So, what has happened to the Flower Power children who came to Ibiza in the ‘60s? Ana is a testament to the fact that some still live happily on the island. ‘Ibiza was different from India because it was a clean and safe island for raising children. Hippy children died in India as it was a third-world country, so Ibiza offered better prospects, and the more discerning hippy stayed here, especially after the establishment of the Morna Valley school where my kids were educated’. When Ana’s children returned to America, they received scholarships to university; such was the high standard and quality of their learning at the Blakstad school. ‘The hippy movement of the ‘70s in Ibiza was the happiest time of my life. I was barefoot and pregnant for most of it, but it was a special time full of wonderful memories. I am so grateful to the Ibicencos for their understanding and permitting us to live here in harmony’.
While Ana may possess an optimistic viewpoint on the health of the Hippy movement in Ibiza, others do not share that sentiment. For them, the hippy dream is long dead and buried deep in the red soil of its stony earth. Claudia, an Italian who arrived in Ibiza in the early ‘80s, feels the original hippy movement died out in the early ‘90s. ‘There was a real feeling of freedom back then as the island was tranquil, especially in the winter when we had time to visit each other's houses and party for two or three days. We shared a simple, communal life surrounded by nature, beauty and love. We would bring firewood, smoke marijuana and take LSD,’. I asked Claudia when it started to change. ‘Cocaine arrived in the mid-80s and with it the money. Foreigners started buying the fincas, which we had rented for less than 10,000 pesetas (€50) a month, so the hippies had nowhere to live. The more transient crowd without families left Ibiza for Alpujarras in Granada.’
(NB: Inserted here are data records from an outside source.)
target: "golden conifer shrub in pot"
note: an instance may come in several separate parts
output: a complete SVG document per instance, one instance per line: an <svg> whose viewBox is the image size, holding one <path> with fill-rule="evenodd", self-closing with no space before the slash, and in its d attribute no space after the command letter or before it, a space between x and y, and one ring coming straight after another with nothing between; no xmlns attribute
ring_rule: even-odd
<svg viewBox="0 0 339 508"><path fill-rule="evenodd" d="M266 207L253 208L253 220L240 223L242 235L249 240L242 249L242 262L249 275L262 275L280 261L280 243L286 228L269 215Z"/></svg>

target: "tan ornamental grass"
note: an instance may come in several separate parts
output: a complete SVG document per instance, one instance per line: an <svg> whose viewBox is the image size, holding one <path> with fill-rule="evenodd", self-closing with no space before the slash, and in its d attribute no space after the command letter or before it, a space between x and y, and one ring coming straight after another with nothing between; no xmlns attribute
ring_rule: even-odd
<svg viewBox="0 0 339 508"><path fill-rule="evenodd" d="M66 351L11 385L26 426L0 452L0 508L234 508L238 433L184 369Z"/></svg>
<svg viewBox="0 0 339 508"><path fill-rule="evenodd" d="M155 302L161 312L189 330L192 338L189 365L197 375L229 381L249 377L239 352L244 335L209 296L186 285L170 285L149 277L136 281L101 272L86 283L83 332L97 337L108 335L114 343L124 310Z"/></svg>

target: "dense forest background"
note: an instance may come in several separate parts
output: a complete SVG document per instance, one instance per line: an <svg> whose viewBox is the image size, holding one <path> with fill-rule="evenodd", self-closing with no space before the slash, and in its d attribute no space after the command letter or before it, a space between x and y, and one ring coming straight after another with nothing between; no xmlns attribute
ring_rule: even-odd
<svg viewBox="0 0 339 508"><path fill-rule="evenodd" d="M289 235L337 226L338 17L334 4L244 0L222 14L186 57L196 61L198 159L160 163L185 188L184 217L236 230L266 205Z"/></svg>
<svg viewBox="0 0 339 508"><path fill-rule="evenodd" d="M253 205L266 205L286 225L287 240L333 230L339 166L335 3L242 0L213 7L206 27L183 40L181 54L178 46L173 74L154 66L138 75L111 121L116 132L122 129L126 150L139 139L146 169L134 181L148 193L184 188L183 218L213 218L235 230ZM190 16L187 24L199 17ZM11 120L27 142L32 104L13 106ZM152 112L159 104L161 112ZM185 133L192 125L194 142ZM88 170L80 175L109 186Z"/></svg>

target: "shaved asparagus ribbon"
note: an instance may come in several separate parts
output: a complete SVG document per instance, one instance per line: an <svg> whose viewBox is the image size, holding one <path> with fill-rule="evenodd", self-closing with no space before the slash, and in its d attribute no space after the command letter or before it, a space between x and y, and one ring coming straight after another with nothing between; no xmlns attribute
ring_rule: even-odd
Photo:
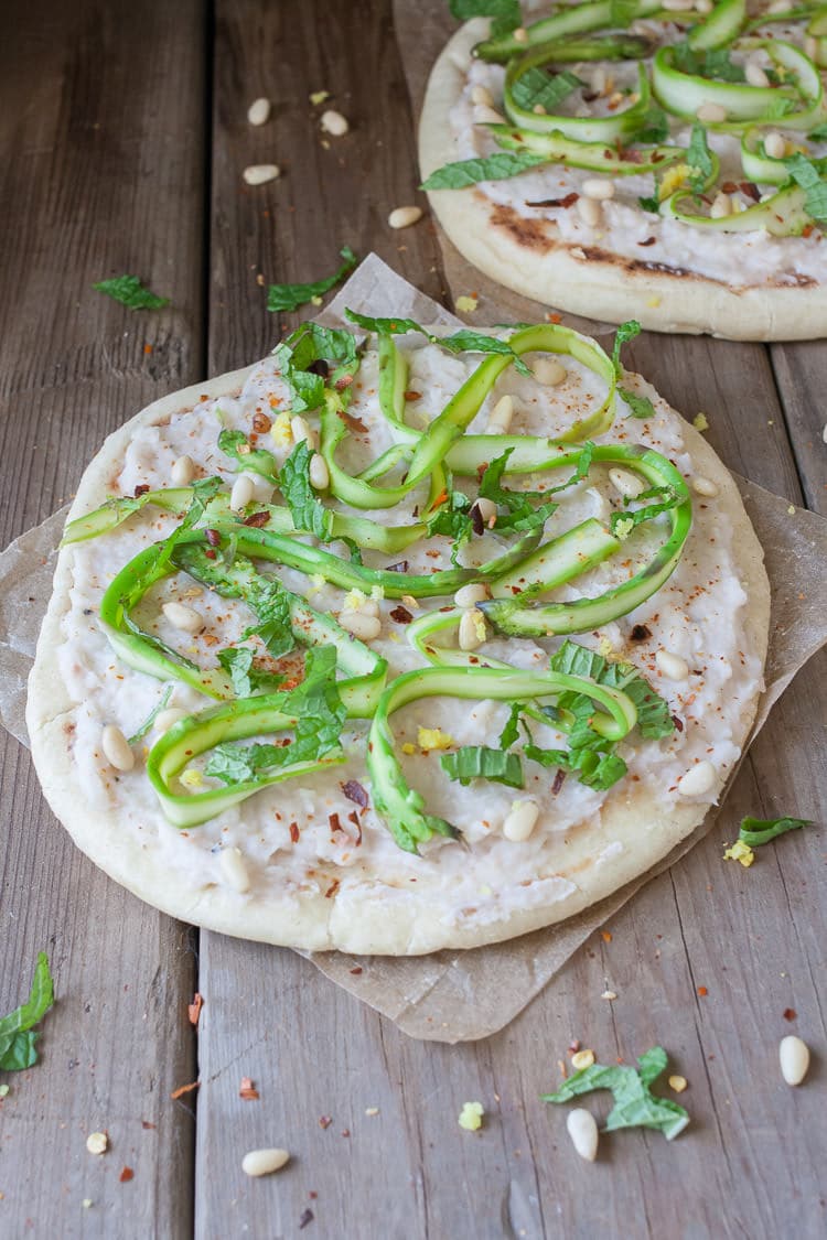
<svg viewBox="0 0 827 1240"><path fill-rule="evenodd" d="M407 703L438 694L492 697L524 702L531 714L537 712L537 703L544 698L577 692L594 702L591 725L599 735L616 740L635 727L635 706L620 689L599 686L588 677L521 672L508 663L445 646L445 639L460 622L461 611L456 606L427 613L410 624L409 641L433 666L402 676L386 687L387 663L383 658L356 640L331 615L317 611L301 595L274 585L273 578L262 572L264 564L273 563L312 578L314 583L324 582L366 594L378 589L387 598L412 595L419 600L451 596L464 584L484 582L491 596L477 606L495 629L534 635L593 630L639 606L655 593L674 570L689 531L691 503L683 479L670 461L652 450L620 444L595 446L589 443L578 446L578 440L601 434L611 425L620 368L598 345L559 325L523 327L511 336L510 345L513 350L511 355L486 357L444 409L435 413L428 428L415 430L405 420L408 361L388 336L382 336L379 408L396 443L361 474L351 475L337 466L335 453L348 433L348 425L340 415L341 394L334 389L331 381L325 391L320 422L321 453L330 466L334 495L352 507L377 508L389 507L414 489L427 486L427 511L435 511L446 500L444 490L435 494L436 487L444 489L449 475L480 479L491 460L507 450L511 455L505 464L503 477L574 469L574 475L568 484L563 484L563 489L577 481L580 474L585 477L586 466L621 464L639 474L650 487L668 491L672 496L673 503L667 513L671 532L663 544L622 585L596 598L554 603L543 596L617 553L621 536L596 518L582 521L551 538L544 537L541 526L517 532L511 546L477 567L460 565L420 574L404 570L404 565L387 569L347 562L331 549L310 546L295 537L301 531L295 527L294 515L278 503L252 502L239 513L231 508L227 490L212 495L193 526L188 525L191 518L187 517L166 538L133 557L110 583L100 606L107 637L123 662L165 682L181 681L206 697L218 699L219 704L174 724L150 750L148 774L164 813L174 825L195 826L263 787L310 775L342 760L341 746L332 746L317 760L270 769L255 779L226 787L195 791L192 784L181 782L190 764L217 745L263 734L289 733L296 717L290 712L288 692L259 693L239 699L222 667L200 667L161 641L151 631L153 625L141 627L138 618L151 611L153 589L175 573L186 573L222 598L241 600L259 619L267 619L267 611L262 609L276 589L279 598L286 600L293 639L304 646L336 649L336 687L346 718L373 720L368 766L373 777L374 808L397 843L409 851L415 851L433 835L454 836L455 832L443 820L424 812L422 797L402 777L393 753L389 717ZM598 398L595 407L557 439L469 434L469 425L505 368L522 353L537 350L565 353L590 367L603 379L605 396ZM588 455L584 456L584 453ZM398 466L404 467L404 479L384 484L382 480ZM274 459L273 467L268 464L268 470L278 485ZM559 487L548 487L548 495L552 496L555 490ZM512 494L521 495L518 490ZM136 498L113 500L71 522L63 541L81 542L105 534L146 506L181 517L190 512L192 500L191 487L154 490ZM250 511L257 520L254 525L245 525ZM348 538L368 551L397 553L428 534L427 521L386 527L358 516L327 511L331 512L332 541ZM560 715L559 727L567 730L565 712Z"/></svg>
<svg viewBox="0 0 827 1240"><path fill-rule="evenodd" d="M640 60L647 55L646 40L627 35L624 27L639 19L681 22L691 21L683 43L661 47L647 68L637 66L637 86L627 105L606 115L573 115L560 112L546 114L542 108L521 104L517 87L538 71L565 63ZM782 40L767 38L772 24L806 22L805 50ZM603 33L599 33L603 32ZM682 60L678 52L693 56ZM715 56L728 57L730 50L749 57L761 53L772 72L763 84L730 81L730 73L715 78ZM577 53L577 55L575 55ZM670 165L688 164L693 174L692 195L687 179L671 193L662 193L657 210L665 217L678 219L693 228L714 232L759 232L776 237L798 236L808 224L823 223L821 198L808 195L792 180L782 157L770 157L763 148L764 131L812 133L827 122L827 100L820 69L827 67L827 6L811 4L791 6L787 11L764 12L749 19L744 0L719 0L712 11L698 20L697 14L663 10L657 2L611 2L572 5L553 16L533 22L523 31L489 38L474 48L485 61L506 64L503 110L507 124L485 124L502 150L537 156L511 169L492 166L491 176L516 176L521 171L549 164L584 169L613 177L660 174ZM693 58L694 57L694 58ZM679 67L679 63L691 68ZM698 66L697 69L692 66ZM710 190L718 180L719 166L710 153L710 170L699 184L698 170L692 169L688 150L677 144L647 138L652 125L652 100L673 117L698 124L710 131L743 134L743 175L753 185L779 186L777 192L765 193L761 202L746 210L717 213L702 208L698 195ZM615 100L616 102L616 100ZM718 117L715 117L718 110ZM715 118L715 119L713 119ZM821 140L821 139L820 139ZM806 154L807 149L803 148ZM462 175L451 174L456 167ZM425 188L445 190L474 184L484 176L485 159L465 160L438 169L428 177ZM820 175L823 172L820 170ZM648 200L655 201L657 198ZM707 200L707 207L709 200ZM811 215L807 210L815 211ZM653 210L647 206L647 210Z"/></svg>

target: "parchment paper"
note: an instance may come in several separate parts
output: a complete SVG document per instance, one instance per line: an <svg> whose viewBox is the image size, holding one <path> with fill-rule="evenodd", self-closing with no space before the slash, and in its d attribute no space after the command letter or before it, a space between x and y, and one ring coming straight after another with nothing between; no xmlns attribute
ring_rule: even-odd
<svg viewBox="0 0 827 1240"><path fill-rule="evenodd" d="M443 306L369 255L320 315L341 322L345 306L373 315L459 325ZM790 501L736 479L766 554L772 588L766 692L753 737L770 707L807 660L827 642L827 521ZM0 720L27 744L26 677L40 621L52 589L56 546L67 510L22 534L0 554ZM732 782L732 781L730 781ZM728 785L729 786L729 785ZM723 800L723 797L722 797ZM660 866L621 892L560 926L471 951L413 959L309 954L327 977L394 1021L414 1038L465 1042L508 1024L552 982L580 944L613 916L643 883L667 869L712 827L717 810ZM353 975L351 970L361 967Z"/></svg>

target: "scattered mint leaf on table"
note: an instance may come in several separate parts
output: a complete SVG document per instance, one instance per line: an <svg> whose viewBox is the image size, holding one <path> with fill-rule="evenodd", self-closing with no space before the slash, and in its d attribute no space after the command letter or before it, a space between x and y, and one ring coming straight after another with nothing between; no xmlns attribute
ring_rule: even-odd
<svg viewBox="0 0 827 1240"><path fill-rule="evenodd" d="M115 275L112 280L99 280L92 285L98 293L105 293L114 301L129 310L161 310L169 306L169 298L159 298L144 288L136 275Z"/></svg>
<svg viewBox="0 0 827 1240"><path fill-rule="evenodd" d="M314 298L329 293L358 264L358 258L350 246L342 246L338 253L342 258L342 265L332 275L312 280L310 284L270 284L267 290L267 309L274 312L298 310L299 306L306 305Z"/></svg>

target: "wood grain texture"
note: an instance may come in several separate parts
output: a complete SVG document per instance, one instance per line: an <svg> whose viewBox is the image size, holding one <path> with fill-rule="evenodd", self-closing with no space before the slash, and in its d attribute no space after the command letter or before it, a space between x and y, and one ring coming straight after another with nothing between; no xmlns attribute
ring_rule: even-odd
<svg viewBox="0 0 827 1240"><path fill-rule="evenodd" d="M139 9L4 6L0 46L0 537L60 507L104 434L201 368L205 21ZM139 274L172 306L93 291ZM151 352L146 347L151 347ZM41 1061L4 1076L0 1234L179 1238L191 1228L190 931L119 890L47 811L2 738L0 1012L47 950ZM86 1149L107 1130L110 1152ZM123 1167L134 1179L120 1183ZM82 1205L84 1199L93 1204Z"/></svg>

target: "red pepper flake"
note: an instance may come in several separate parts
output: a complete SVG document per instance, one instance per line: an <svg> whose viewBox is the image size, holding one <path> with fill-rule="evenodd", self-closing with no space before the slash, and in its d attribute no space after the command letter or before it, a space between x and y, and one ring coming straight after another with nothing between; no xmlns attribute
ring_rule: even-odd
<svg viewBox="0 0 827 1240"><path fill-rule="evenodd" d="M197 1027L202 1007L203 1007L203 998L196 991L195 994L192 996L192 1003L187 1004L187 1016L190 1017L191 1025Z"/></svg>
<svg viewBox="0 0 827 1240"><path fill-rule="evenodd" d="M362 785L358 782L358 780L348 779L346 784L341 785L341 789L348 801L353 801L356 805L360 805L363 810L367 810L368 796Z"/></svg>
<svg viewBox="0 0 827 1240"><path fill-rule="evenodd" d="M172 1090L172 1092L170 1094L170 1097L171 1099L184 1097L185 1094L191 1094L192 1090L193 1089L198 1089L200 1085L201 1085L201 1081L190 1081L188 1085L179 1085L177 1089Z"/></svg>
<svg viewBox="0 0 827 1240"><path fill-rule="evenodd" d="M342 419L348 430L355 430L360 435L366 435L369 427L366 427L361 418L355 418L352 413L347 413L345 409L337 409L336 413Z"/></svg>
<svg viewBox="0 0 827 1240"><path fill-rule="evenodd" d="M255 529L262 529L263 526L270 520L269 512L250 512L249 517L244 517L245 526L253 526Z"/></svg>
<svg viewBox="0 0 827 1240"><path fill-rule="evenodd" d="M249 1076L242 1076L241 1089L238 1090L238 1096L243 1097L245 1102L258 1102L258 1090L253 1085Z"/></svg>

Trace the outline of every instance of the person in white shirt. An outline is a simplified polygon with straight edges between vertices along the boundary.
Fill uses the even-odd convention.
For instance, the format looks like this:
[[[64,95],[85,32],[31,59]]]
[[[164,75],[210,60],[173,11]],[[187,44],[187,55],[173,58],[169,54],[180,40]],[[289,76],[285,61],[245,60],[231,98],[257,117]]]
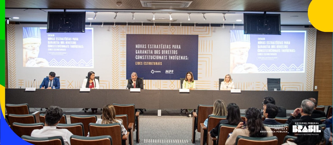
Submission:
[[[43,129],[35,129],[31,132],[31,136],[36,137],[48,137],[61,136],[65,145],[70,145],[70,138],[73,135],[67,129],[57,129],[56,125],[59,123],[64,114],[62,109],[58,106],[51,106],[46,110],[45,115],[45,126]]]
[[[235,84],[232,81],[231,76],[229,74],[226,75],[224,81],[221,82],[220,90],[230,90],[235,88]]]

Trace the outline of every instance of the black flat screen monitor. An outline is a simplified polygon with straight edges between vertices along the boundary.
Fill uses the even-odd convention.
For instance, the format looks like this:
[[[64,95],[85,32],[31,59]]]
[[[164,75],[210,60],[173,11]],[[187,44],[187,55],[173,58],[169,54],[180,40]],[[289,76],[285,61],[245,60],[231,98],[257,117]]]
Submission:
[[[84,32],[86,12],[49,12],[47,32]]]
[[[244,13],[244,34],[281,35],[280,14]]]

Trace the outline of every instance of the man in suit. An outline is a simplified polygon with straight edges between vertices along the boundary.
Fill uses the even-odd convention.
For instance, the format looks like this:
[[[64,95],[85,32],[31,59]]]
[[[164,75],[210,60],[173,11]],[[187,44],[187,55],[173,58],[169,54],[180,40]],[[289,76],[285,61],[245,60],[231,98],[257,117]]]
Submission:
[[[127,88],[128,89],[131,88],[140,88],[144,89],[144,83],[142,79],[138,78],[137,73],[133,72],[131,75],[131,78],[128,79]]]
[[[49,74],[49,77],[44,78],[42,84],[39,86],[40,89],[52,89],[53,86],[54,86],[56,89],[60,88],[60,82],[59,79],[55,77],[56,73],[54,72],[50,72]]]
[[[288,120],[286,121],[286,123],[289,125],[288,135],[294,135],[292,127],[293,125],[296,124],[309,124],[314,125],[321,124],[321,121],[320,120],[313,119],[310,116],[313,111],[314,106],[314,103],[309,100],[305,99],[302,101],[301,107],[295,109],[294,112],[291,113],[291,115]],[[295,119],[296,117],[299,114],[301,114],[301,117],[298,119]]]
[[[279,109],[275,105],[267,103],[264,108],[263,115],[265,118],[262,123],[270,125],[282,124],[282,123],[276,121],[274,119],[278,112]]]
[[[265,106],[267,103],[273,104],[275,105],[275,100],[274,100],[274,98],[272,97],[266,97],[264,98],[264,102],[262,103],[262,104],[263,105],[263,108],[265,107]],[[279,112],[278,112],[277,114],[276,115],[276,117],[287,117],[287,110],[286,110],[286,108],[282,107],[278,107],[277,108],[279,109]]]

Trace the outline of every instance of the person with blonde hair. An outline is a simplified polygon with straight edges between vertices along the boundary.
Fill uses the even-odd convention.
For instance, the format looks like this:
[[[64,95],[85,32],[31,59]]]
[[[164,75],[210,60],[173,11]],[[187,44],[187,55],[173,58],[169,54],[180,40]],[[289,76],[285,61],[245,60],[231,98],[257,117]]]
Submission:
[[[102,119],[97,119],[96,123],[105,124],[116,123],[119,123],[121,125],[122,135],[127,133],[127,131],[123,125],[123,120],[116,118],[116,110],[113,105],[108,104],[104,106],[102,111]],[[87,136],[90,136],[89,132]]]
[[[216,100],[214,102],[213,106],[213,113],[211,115],[216,116],[227,116],[228,112],[224,101],[222,100]],[[208,123],[208,118],[206,119],[203,124],[207,126]]]
[[[224,81],[221,82],[220,90],[230,90],[235,88],[235,84],[232,81],[231,75],[228,74],[224,77]]]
While many will say the hippy spirit in Ibiza is dead, others would disagree. Indeed, it is less evident than before due to all the wall-to-wall coverage of the entertainment industry and the corporate commercialisation of the island, which is kryptonite to the hippy spirit. It has evolved within a group of people who believe in something different. A way of life that is non-conformist and rooted in universal beliefs. They now understand that to exist and live in the modern world, business and earning an income to survive are vital requirements. Like life, it is all about balance; what you gain on one hand, you lose on another. I admire those people for standing up for their beliefs and showing us that there are alternatives to mainstream science and thinking. They fight to survive, walking a lonely path, believing that travelling alone in the right direction is much better than following the herd in the wrong direction.